I also find these lines in the console after running the code. But the HbaseRelation class is some "decompiled" class with all the ???

17:53:51.205 [main] DEBUG org.apache.spark.util.ClosureCleaner -      HBaseRelation(Map(hbase.columns.mapping -> id STRING :key,
      mycfColumn1 STRING mycf:column1,
      mycfColumn2 STRING mycf:column2,
      mycfCol1 STRING mycf:col1,
      mycfCol3 STRING mycf:col3
      , hbase.table -> mytable),None)

I think there are some possibilities that it only appears at runtime/compile-time but I'm not sure


Solution

  • Because non-built-in formats implemented in arbitrary code, there is no certain way of finding the options other than going through the available documentation and source code unfortunately.
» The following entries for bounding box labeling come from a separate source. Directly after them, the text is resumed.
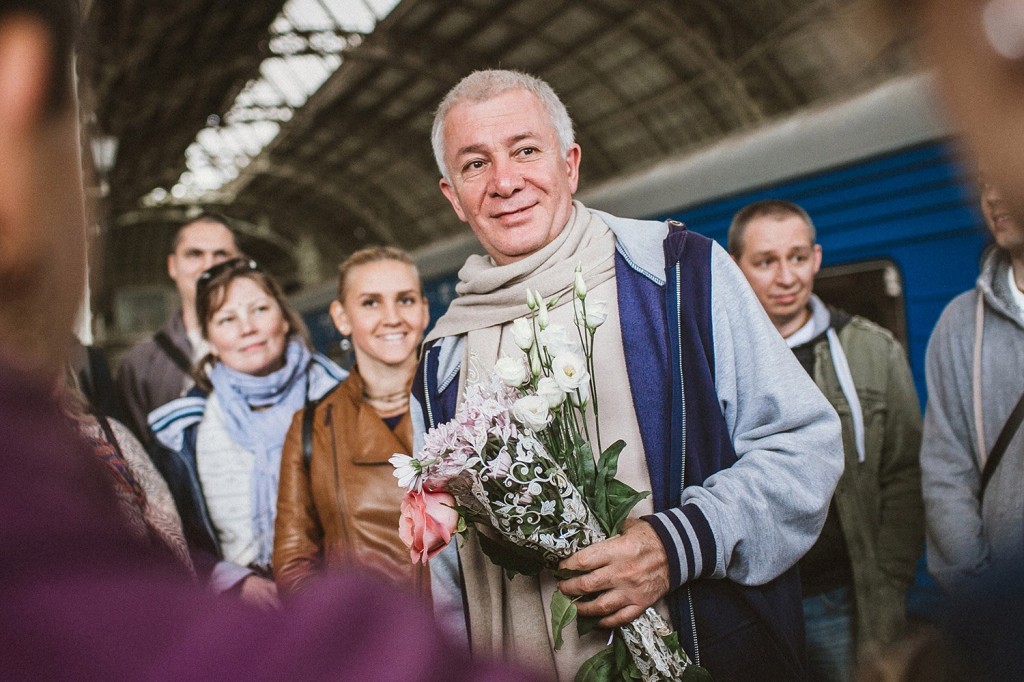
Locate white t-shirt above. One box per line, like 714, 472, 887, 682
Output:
196, 393, 256, 566
1007, 266, 1024, 313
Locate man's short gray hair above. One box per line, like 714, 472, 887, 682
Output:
430, 69, 575, 180
726, 199, 817, 258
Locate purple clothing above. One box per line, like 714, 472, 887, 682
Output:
0, 364, 548, 681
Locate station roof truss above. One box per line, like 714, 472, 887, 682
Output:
79, 0, 912, 311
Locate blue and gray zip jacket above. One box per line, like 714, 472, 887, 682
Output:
414, 211, 843, 680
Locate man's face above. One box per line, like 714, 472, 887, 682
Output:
979, 175, 1024, 256
440, 89, 580, 265
736, 215, 821, 337
167, 220, 239, 307
0, 14, 86, 380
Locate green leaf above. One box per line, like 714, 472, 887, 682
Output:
551, 588, 577, 651
476, 531, 544, 579
575, 646, 615, 682
574, 433, 597, 499
591, 439, 626, 536
608, 492, 650, 536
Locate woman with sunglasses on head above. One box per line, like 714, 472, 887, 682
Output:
148, 258, 345, 606
273, 247, 429, 596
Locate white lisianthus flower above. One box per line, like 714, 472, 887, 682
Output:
537, 324, 580, 357
537, 377, 565, 410
388, 453, 421, 491
495, 355, 529, 388
551, 352, 590, 395
572, 270, 587, 301
512, 317, 534, 351
512, 395, 551, 431
586, 300, 608, 332
529, 348, 543, 379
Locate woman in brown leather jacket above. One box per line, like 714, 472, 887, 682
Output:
273, 247, 429, 596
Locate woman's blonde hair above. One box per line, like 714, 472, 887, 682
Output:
338, 241, 423, 303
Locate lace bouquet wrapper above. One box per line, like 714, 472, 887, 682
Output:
391, 268, 710, 681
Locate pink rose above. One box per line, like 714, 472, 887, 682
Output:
398, 491, 459, 563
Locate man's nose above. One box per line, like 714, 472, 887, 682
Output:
490, 159, 522, 197
775, 260, 797, 286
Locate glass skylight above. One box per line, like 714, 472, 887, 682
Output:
142, 0, 398, 206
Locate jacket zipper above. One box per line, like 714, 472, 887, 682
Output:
676, 263, 700, 666
325, 402, 352, 545
423, 348, 436, 429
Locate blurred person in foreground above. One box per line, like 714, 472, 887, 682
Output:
883, 0, 1024, 610
414, 71, 843, 680
728, 200, 925, 680
273, 247, 430, 596
117, 213, 240, 444
0, 0, 529, 682
862, 0, 1024, 681
921, 174, 1024, 593
150, 258, 346, 606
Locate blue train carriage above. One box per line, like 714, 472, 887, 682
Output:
581, 76, 988, 407
294, 76, 988, 401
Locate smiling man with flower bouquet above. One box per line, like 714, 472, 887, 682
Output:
391, 276, 707, 682
411, 71, 843, 680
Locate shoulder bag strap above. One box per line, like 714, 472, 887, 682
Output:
978, 387, 1024, 500
302, 399, 319, 472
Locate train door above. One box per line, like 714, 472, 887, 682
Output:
814, 259, 906, 348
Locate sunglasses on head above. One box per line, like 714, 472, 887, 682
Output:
196, 258, 263, 299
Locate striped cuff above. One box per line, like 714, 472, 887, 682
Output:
642, 505, 718, 590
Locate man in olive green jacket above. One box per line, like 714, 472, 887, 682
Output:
729, 200, 924, 680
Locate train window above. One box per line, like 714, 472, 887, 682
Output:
814, 260, 906, 348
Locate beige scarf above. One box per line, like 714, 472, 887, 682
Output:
430, 202, 650, 680
425, 202, 615, 341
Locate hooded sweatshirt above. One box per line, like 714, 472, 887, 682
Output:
921, 249, 1024, 590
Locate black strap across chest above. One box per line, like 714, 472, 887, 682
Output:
978, 393, 1024, 500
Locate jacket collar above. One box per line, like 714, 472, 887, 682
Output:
976, 248, 1024, 327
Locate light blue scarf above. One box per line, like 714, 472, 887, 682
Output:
204, 339, 312, 568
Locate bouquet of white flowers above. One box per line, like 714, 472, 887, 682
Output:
391, 266, 709, 681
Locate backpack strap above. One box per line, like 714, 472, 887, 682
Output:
978, 393, 1024, 501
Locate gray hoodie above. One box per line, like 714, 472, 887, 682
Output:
921, 250, 1024, 590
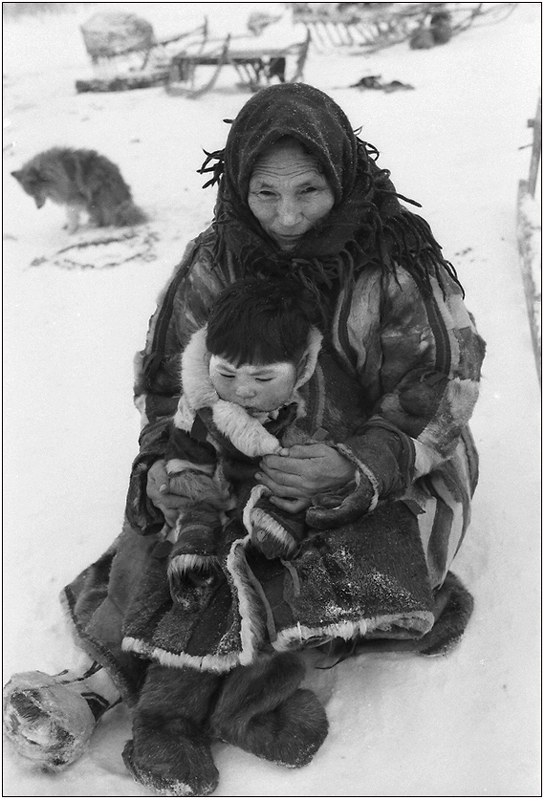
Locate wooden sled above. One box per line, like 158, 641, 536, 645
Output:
76, 18, 208, 93
291, 3, 517, 54
165, 33, 310, 99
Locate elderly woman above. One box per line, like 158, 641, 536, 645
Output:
5, 84, 484, 795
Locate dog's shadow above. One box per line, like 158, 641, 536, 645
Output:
30, 225, 158, 269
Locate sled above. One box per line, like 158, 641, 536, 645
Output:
517, 96, 541, 384
76, 17, 208, 93
291, 3, 517, 54
165, 33, 310, 98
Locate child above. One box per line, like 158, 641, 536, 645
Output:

    For example, do the steps below to find the HBase Connector options.

    1. Search for the HBase Connector documentation/source code online.
    2. Notice that the documentation mentions the HBaseTableCatalog object; have a look at its definition.
    3. Notice that the repository's readme file and various code snippets online mention other options such as hbase.spark.pushdown.columnfilter; find out where they are defined in the repository. In this case it's defined in the HBaseSparkConf object.

    Also, please note that writing and reading operations may have different sets of options.